Video Understanding

Video Understanding : Understanding, searching and organizing dynamic video content

Automatic understanding and interpretation of video content 1 is a key enabling factor for a range of practical applications such as organizing and searching home videos or content-aware video advertising. For example, interpreting videos of “making a birthday cake” or “planting a tree” could provide effective means for advertising products in local grocery stores or garden centers.

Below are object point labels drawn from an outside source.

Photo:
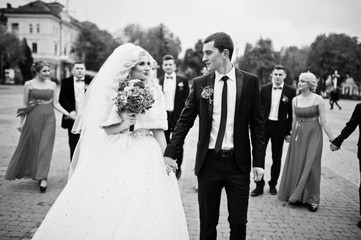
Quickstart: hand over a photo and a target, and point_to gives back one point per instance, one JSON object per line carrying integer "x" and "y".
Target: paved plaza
{"x": 22, "y": 206}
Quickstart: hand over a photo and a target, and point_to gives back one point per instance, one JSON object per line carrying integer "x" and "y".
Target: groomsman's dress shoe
{"x": 178, "y": 173}
{"x": 42, "y": 185}
{"x": 257, "y": 192}
{"x": 313, "y": 207}
{"x": 273, "y": 190}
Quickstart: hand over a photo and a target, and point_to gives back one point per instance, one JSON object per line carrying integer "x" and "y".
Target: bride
{"x": 119, "y": 185}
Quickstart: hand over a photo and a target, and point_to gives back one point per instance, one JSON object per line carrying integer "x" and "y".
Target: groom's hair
{"x": 221, "y": 41}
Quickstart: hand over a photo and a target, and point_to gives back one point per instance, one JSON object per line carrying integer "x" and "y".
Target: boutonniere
{"x": 207, "y": 93}
{"x": 180, "y": 85}
{"x": 284, "y": 99}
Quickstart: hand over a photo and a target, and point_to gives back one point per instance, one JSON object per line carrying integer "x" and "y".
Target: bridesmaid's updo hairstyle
{"x": 37, "y": 66}
{"x": 310, "y": 78}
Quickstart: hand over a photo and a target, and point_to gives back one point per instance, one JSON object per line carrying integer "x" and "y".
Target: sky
{"x": 285, "y": 22}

The goal of this work is to automatically generate annotations of complex dynamic events in video. We wish to deal with events involving multiple people interacting with each other, objects and the scene, for example people at a party in a house. The goal is to generate structured annotations going beyond simple tags. Examples include entire text sentences describing the video content as well as bounding boxes or segmentations spatially and temporally localizing the described objects and people in video. Such annotations will in turn open-up the possibility to organize and search video content using well-developed technology from e.g text search or natural language processing.

We build on the considerable progress in visual object, scene and human action recognition achieved in the last ten years, as well as the recent advances in large-scale machine learning that enable optimizing complex structured models using massive sets of data. In particular, we develop structured video representations of people, objects and scenes, able to describe their complex interactions as well as their long-term evolution in the dynamic scene.

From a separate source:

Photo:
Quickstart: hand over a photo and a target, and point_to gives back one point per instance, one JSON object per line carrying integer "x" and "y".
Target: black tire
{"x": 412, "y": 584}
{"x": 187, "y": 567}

To this end, we investigate different models of the video stream including: (i) designing explicit representations of scene geometry together with scene entities and their interactions as well as (ii) directly learning mid-level representations of spatio-temporal video content using dictionary learning or convolutional neural networks.

To train the developed models we design weakly-supervised learning methods making use of videos and the associated readily-available metadata such as text, speech or associated depth (in the case of 3D videos).

To enable accessing the massive amounts of available video data we also develop representations that allow for efficient extraction and indexing. We believe such models and methods are required to make a breakthrough in automatic understanding of dynamic video scènes.